In Alaska, it's once again time for one of the state's major rites of spring -- the aerial shooting of wolves. In five management areas around the state, Alaska's Department of Fish and Game has decided that there aren't enough moose and caribou, and that the answer is to shoot more wolves.

In the Fortymile Region near Tok, the state hopes that a total of about 185 wolves will be killed (about two-thirds of the present wolf population in the area). On Wednesday, Fish and Game employees killed four wolves from the air, including two that National Park Service biologists had recently fitted with tracking collars as part of a 16-year study -- despite the state's promise that it would not kill any collared wolves. Oops.

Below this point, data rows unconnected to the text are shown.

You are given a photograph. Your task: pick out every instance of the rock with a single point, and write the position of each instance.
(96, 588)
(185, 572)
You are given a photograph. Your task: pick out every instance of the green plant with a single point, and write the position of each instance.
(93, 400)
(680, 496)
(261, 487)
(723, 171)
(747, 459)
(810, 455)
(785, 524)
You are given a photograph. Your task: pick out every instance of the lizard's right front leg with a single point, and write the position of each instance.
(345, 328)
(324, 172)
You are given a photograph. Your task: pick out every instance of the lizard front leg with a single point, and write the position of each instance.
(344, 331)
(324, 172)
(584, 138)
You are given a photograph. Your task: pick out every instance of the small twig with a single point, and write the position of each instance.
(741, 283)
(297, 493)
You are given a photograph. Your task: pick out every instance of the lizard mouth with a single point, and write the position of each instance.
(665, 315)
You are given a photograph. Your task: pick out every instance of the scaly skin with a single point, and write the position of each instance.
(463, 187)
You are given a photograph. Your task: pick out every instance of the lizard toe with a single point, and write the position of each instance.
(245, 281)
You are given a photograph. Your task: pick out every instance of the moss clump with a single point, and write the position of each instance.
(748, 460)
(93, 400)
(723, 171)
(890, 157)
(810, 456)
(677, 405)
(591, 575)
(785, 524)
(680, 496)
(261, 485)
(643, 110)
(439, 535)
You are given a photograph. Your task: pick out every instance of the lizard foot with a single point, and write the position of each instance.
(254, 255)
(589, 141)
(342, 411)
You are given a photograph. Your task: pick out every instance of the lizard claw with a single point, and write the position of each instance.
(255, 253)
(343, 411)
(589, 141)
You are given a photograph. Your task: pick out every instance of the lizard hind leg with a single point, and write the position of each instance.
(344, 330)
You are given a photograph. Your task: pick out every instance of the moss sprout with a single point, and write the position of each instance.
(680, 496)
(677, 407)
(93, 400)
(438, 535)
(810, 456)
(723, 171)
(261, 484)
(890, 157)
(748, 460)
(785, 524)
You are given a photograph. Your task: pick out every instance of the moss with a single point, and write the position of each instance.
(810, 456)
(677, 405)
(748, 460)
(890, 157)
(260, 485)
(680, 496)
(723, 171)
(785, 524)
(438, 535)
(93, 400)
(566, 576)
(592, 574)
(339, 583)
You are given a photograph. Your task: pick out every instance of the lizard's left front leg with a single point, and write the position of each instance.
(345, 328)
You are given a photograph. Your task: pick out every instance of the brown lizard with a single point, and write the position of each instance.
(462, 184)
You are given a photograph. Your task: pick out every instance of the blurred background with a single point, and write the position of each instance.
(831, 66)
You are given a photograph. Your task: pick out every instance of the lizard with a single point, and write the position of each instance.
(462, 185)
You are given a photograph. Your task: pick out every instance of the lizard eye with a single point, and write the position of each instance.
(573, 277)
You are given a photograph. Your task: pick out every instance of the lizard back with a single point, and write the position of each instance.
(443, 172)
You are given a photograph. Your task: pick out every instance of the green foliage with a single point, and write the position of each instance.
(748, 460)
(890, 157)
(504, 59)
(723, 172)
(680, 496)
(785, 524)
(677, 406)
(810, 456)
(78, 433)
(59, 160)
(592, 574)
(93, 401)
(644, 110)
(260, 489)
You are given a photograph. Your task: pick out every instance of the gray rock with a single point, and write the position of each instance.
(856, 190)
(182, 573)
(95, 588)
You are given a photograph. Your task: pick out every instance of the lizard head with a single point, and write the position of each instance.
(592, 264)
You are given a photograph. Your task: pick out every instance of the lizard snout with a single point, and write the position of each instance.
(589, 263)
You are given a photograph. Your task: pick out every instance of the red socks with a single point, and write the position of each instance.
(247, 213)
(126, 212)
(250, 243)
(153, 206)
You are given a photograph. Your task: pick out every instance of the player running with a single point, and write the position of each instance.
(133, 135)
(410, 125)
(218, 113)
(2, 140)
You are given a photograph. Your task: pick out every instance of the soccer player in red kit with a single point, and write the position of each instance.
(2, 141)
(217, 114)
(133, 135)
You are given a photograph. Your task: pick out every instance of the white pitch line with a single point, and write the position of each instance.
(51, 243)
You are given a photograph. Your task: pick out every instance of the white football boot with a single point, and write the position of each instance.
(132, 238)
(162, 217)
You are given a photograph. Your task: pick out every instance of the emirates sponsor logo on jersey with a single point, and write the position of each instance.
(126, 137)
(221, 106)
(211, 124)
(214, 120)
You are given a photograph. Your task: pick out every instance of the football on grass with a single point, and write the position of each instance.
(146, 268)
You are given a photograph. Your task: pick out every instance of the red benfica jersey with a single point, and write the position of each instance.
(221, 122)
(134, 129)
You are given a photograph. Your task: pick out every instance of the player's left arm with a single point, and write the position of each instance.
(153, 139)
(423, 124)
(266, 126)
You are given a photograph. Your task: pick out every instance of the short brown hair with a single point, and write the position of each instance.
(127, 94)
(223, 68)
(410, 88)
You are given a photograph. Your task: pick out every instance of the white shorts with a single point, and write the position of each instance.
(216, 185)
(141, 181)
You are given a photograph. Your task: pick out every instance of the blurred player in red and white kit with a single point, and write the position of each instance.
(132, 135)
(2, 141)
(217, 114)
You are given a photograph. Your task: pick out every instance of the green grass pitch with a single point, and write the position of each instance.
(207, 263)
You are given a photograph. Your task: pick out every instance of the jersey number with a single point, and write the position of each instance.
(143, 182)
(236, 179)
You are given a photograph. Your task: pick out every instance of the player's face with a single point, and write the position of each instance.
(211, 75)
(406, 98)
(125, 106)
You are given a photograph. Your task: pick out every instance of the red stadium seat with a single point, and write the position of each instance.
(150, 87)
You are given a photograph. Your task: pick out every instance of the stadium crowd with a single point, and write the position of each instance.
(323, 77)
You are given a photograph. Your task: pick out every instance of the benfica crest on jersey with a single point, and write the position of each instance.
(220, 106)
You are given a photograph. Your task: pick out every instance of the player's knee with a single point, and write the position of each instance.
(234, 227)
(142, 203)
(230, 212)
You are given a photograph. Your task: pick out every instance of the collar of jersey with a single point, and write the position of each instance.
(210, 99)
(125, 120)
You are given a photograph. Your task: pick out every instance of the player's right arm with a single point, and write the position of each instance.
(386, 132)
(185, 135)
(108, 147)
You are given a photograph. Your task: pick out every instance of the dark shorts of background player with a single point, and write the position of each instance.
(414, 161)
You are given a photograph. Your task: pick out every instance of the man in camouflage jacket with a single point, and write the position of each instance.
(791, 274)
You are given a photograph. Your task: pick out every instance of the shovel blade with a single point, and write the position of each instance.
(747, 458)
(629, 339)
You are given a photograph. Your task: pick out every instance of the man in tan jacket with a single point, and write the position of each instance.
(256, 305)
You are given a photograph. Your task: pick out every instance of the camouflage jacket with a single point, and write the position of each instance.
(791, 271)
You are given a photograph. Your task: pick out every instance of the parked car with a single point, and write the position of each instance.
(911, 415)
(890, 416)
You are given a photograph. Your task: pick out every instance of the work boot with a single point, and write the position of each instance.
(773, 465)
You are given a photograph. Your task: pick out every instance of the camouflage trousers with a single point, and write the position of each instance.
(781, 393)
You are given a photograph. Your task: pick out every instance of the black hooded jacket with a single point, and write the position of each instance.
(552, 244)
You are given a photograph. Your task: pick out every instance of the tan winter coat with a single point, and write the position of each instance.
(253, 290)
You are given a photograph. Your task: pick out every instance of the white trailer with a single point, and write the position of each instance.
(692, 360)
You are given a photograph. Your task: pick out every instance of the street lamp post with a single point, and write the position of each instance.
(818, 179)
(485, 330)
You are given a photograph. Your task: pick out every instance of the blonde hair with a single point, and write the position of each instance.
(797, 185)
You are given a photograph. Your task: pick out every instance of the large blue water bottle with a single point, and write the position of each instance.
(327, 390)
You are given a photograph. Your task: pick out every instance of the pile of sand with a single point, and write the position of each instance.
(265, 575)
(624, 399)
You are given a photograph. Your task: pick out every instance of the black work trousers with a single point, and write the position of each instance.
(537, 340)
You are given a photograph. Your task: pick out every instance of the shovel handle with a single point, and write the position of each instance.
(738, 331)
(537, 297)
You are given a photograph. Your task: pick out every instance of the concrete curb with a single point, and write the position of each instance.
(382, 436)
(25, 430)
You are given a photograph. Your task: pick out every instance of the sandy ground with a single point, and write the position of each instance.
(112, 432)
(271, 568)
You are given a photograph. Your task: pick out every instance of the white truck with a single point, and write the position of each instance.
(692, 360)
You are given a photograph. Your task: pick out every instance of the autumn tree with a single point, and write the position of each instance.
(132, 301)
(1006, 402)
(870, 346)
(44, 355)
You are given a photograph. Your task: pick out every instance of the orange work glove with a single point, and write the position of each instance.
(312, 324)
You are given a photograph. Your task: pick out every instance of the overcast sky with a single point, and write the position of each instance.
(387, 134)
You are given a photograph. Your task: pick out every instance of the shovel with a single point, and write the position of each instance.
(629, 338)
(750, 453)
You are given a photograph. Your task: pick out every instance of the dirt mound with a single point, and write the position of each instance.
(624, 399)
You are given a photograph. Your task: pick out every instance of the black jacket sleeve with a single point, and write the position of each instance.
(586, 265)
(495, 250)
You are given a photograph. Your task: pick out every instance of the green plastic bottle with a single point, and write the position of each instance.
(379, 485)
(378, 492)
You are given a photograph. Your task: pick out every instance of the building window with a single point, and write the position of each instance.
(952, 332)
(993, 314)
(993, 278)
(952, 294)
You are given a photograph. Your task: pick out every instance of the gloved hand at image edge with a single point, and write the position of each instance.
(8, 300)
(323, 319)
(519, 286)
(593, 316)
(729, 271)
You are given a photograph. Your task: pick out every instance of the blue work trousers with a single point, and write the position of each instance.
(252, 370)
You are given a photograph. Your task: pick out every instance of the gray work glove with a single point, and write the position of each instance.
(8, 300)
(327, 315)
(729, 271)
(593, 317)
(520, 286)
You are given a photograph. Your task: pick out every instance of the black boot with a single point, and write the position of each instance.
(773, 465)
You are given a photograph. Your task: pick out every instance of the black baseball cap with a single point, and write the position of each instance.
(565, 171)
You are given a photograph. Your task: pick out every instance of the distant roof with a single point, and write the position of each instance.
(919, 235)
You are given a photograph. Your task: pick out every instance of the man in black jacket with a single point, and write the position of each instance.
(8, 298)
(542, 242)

Fish and Game's explanation, reports the Anchorage Daily News, is that a "collar malfunction" prevented employees from ID'ing the collared wolves before killing them. The NPS supervisor in charge of the collaring project doesn't buy it:

Yukon Charley Superintendent Greg Dudgeon said he'd spoken to David James, regional supervisor, on Wednesday night. "My understanding from the phone call last night was that the shooter, whoever that person was, did see the collars," Dudgeon said. "They were aware of the collars."

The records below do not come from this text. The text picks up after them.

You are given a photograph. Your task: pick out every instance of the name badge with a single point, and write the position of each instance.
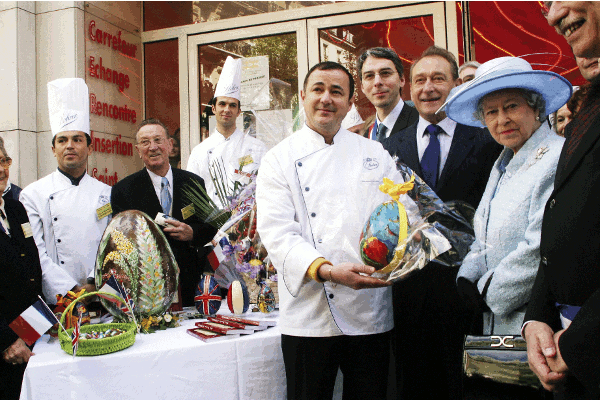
(27, 230)
(188, 211)
(104, 211)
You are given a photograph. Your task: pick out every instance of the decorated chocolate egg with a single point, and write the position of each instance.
(238, 299)
(136, 252)
(379, 238)
(266, 299)
(208, 295)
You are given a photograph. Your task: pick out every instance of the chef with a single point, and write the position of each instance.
(68, 209)
(238, 153)
(315, 191)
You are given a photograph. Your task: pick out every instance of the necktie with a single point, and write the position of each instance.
(431, 158)
(1, 224)
(165, 196)
(381, 129)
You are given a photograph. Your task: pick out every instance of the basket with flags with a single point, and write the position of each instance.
(71, 341)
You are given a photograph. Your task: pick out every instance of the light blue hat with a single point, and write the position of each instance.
(506, 73)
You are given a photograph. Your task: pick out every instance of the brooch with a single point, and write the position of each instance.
(541, 151)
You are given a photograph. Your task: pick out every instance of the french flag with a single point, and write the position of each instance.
(216, 256)
(33, 322)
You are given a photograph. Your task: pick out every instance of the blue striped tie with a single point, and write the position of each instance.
(165, 196)
(431, 158)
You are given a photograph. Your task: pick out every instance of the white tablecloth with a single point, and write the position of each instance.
(168, 364)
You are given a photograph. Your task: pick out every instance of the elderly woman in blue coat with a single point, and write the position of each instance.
(512, 100)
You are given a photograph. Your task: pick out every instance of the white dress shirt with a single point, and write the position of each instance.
(157, 183)
(390, 120)
(445, 139)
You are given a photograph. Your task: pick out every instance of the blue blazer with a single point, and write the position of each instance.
(467, 168)
(506, 253)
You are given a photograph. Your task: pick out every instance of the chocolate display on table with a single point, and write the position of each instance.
(135, 250)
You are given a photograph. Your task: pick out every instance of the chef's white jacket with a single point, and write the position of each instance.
(66, 228)
(228, 152)
(313, 201)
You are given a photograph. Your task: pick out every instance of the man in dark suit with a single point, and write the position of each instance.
(563, 316)
(455, 161)
(11, 191)
(21, 284)
(158, 188)
(382, 79)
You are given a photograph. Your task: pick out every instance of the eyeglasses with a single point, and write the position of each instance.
(6, 162)
(546, 5)
(157, 141)
(384, 75)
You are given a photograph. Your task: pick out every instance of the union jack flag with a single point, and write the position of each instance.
(75, 338)
(207, 297)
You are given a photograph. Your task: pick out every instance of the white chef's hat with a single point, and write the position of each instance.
(69, 105)
(230, 81)
(352, 118)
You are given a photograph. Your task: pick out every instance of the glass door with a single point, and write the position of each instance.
(273, 57)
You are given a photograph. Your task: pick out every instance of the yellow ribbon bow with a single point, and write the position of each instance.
(394, 191)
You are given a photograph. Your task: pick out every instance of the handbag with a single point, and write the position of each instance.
(501, 358)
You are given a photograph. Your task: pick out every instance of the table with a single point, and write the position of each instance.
(167, 364)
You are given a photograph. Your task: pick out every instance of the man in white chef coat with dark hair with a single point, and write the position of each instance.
(315, 191)
(238, 154)
(68, 209)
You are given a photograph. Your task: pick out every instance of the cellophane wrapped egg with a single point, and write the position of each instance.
(208, 295)
(379, 237)
(135, 250)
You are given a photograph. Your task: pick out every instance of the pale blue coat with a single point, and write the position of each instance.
(508, 226)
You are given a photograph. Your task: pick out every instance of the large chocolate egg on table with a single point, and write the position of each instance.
(136, 251)
(379, 237)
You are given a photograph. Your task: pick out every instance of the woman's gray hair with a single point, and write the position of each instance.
(534, 100)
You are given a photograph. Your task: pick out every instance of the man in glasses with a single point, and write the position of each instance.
(66, 207)
(11, 191)
(381, 80)
(158, 188)
(563, 315)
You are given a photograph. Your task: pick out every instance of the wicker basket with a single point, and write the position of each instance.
(96, 347)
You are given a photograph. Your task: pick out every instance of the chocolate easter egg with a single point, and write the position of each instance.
(266, 299)
(208, 295)
(238, 299)
(135, 250)
(379, 237)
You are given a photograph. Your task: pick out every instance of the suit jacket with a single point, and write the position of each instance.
(21, 281)
(467, 168)
(427, 307)
(136, 192)
(408, 116)
(569, 271)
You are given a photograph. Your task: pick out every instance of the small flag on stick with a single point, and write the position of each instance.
(33, 322)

Perhaps the shooting was a not-so-subtle statement of states' rights. The National Parks Traveller blog reports that Alaska has recently made other moves to assert its right to control wolves across the state, even in national parks:

The shootings come less than two weeks after a particularly contentious Alaska Board of Game meeting when it comes to wolves and national parks. While the board was asked at one point to expand a no-take wolf buffer zone in an area surrounded on three sides by Denali National Park and Preserve, the board completely removed the buffer. And the state agency also did away with a regulation that required Alaska game officials to obtain Park Service permission before they conduct any predator control on parklands.

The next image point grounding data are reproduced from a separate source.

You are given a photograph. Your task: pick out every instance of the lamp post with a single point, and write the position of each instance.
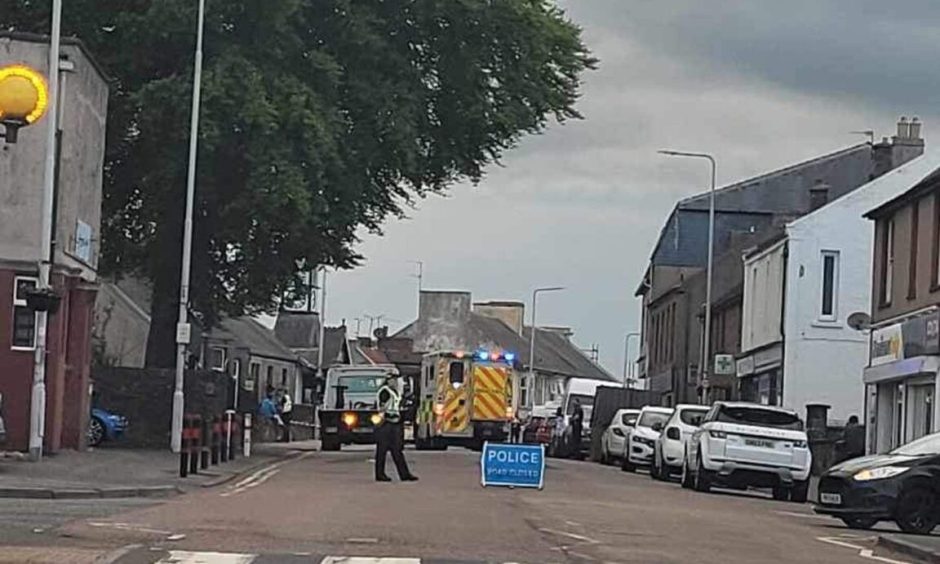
(706, 353)
(626, 357)
(535, 295)
(183, 328)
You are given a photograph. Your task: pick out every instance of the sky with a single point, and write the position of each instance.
(759, 84)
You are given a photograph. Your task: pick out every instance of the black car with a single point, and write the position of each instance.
(901, 486)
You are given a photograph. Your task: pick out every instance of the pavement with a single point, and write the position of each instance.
(123, 473)
(324, 508)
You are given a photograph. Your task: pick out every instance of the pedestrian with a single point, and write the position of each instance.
(287, 408)
(389, 434)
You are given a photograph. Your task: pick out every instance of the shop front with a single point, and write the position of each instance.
(901, 383)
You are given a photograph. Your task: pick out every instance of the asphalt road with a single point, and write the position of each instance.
(322, 504)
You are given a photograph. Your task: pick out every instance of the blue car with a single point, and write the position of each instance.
(105, 426)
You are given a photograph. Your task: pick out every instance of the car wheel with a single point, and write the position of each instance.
(96, 432)
(703, 480)
(686, 479)
(917, 511)
(861, 523)
(800, 491)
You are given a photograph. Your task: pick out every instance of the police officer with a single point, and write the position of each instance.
(388, 435)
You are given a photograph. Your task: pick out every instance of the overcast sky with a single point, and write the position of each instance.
(760, 84)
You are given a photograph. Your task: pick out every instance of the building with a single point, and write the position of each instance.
(83, 107)
(672, 289)
(450, 321)
(799, 291)
(901, 380)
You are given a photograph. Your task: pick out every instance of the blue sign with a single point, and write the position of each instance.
(515, 466)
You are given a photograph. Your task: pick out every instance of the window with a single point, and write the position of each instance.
(24, 319)
(887, 262)
(217, 359)
(912, 264)
(830, 285)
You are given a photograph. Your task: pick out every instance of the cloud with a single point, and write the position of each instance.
(760, 84)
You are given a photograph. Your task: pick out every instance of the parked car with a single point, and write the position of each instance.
(638, 446)
(613, 442)
(670, 446)
(741, 445)
(901, 486)
(105, 426)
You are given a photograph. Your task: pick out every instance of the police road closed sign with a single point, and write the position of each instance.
(516, 466)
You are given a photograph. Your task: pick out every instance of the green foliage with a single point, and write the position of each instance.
(319, 118)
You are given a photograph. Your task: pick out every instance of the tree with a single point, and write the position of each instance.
(320, 118)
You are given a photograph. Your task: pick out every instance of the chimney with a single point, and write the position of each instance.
(510, 313)
(818, 195)
(906, 146)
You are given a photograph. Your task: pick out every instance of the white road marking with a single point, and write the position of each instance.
(185, 557)
(862, 551)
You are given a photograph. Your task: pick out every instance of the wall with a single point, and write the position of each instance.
(83, 136)
(763, 297)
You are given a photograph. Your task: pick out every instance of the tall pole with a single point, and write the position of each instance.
(37, 411)
(182, 329)
(706, 338)
(535, 296)
(626, 358)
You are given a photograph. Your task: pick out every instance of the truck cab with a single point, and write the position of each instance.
(350, 413)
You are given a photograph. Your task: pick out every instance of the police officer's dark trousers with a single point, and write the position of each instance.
(388, 439)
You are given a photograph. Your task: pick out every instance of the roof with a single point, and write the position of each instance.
(555, 353)
(247, 332)
(752, 204)
(918, 176)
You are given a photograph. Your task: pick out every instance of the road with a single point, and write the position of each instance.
(320, 504)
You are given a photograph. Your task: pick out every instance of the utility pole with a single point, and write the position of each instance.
(183, 328)
(37, 411)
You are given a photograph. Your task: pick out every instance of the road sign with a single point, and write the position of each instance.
(518, 466)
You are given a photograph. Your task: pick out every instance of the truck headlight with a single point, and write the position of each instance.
(879, 473)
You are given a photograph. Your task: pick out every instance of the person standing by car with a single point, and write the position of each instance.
(389, 435)
(287, 408)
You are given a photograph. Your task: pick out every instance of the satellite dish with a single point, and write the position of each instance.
(860, 321)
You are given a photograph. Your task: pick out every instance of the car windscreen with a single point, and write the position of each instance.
(692, 416)
(583, 400)
(745, 415)
(650, 418)
(922, 446)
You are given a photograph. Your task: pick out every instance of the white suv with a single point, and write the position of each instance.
(641, 438)
(745, 444)
(670, 446)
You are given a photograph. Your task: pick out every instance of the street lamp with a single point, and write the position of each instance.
(706, 362)
(24, 98)
(626, 356)
(183, 329)
(535, 295)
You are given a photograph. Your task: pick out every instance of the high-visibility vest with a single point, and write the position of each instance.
(391, 407)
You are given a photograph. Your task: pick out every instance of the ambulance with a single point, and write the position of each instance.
(465, 398)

Meanwhile, in other predator-control news, the state just shot two more wolves near Chignik Lake; they were suspected of having killed a local schoolteacher. Testing determined they didn't have rabies. And a 76-year-old Anchorage man shotgunned his neighbor's chihuahua this week after it came sniffing around his yard one time too many:

Lowell Mueller leveled a semiautomatic .410-bore shotgun loaded with bird shot out an opened window and shot the chihuaha on the street at a corner of his property, police Lt. Dave Parker said.
"I really didn't mean to make a killing shot on it. I just wanted to tickle it, is all I did, and I missed tickling it," Mueller said.

Since Alaska's predator control program began in 2003, aerial gunners have "tickled" more than 800 wolves out of a statewide population of 7,000 to 10,000. No word on the chihuahua total.